A Parent and Child Mental Health Crisis

In June 2024, Surgeon General Vivek Murthy called for social media platforms to come with warning labels similar to those on cigarettes and alcohol. “The mental health crisis among young people is an emergency,” he stated. “Adolescents who spend more than three hours a day on social media face double the risk of anxiety and depression symptoms.” And as of the summer of 2023, adolescents’ average daily dose of social media was 4.8 hours.

Later in the year, Murthy also released the U.S. Surgeon General's Advisory on the Mental Health & Well-Being of Parents, reporting that one-third of parents with children under 18 said they experienced high levels of stress in the past month (compared to one-fifth of other adults).

Skenazy is convinced that the solution to children’s anxiety and the solution to parents’ anxiety is the same: Separate the child’s world from the worlds of adulthood and family. “You’ve got to pull apart those worlds [and] put them back in balance.”

Free Range and Free Play

Skenazy is now advocating for a new law, the Reasonable Childhood Independence Law, to give children back the right to play freely. The proposal clarifies that when children are allowed to safely participate in appropriate unsupervised activities, it does not constitute neglect. So far, the law has been passed in nine states.

As social psychologist Jonathan Haidt and I wrote in 2018, “free play in which kids work out their own rules of engagement, take small risks, and learn to master small dangers (such as having a snowball fight) turns out to be crucial for the development of adult social and even physical competence. Depriving them of free play stunts their social-emotional growth.”

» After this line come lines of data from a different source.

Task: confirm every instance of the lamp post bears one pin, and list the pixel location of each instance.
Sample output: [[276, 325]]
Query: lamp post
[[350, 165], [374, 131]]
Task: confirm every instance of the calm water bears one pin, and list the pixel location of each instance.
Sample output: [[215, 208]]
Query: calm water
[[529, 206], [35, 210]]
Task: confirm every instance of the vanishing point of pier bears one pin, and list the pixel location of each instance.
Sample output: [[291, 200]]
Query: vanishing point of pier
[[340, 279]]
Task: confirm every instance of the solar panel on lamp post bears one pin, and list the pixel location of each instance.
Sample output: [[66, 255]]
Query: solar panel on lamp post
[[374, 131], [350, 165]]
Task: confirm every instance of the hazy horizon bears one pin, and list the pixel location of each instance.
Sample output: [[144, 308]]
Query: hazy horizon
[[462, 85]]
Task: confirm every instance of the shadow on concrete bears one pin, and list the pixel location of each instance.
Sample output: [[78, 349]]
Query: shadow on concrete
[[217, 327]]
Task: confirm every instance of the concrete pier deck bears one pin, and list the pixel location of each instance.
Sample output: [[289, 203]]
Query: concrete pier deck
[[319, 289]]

Let Grow promotes programs schools can adopt that allow children to choose activities they can do on their own — with their parents’ permission but without supervision. “Childhood’s magic words,” Skenazy declares, “are 'I did it myself'.” If you can let go and trust your kids to do things on their own, she insists, your kids will end up less anxious, smarter, and will “feel really proud.”

But, she tells parents, “not as proud as you.”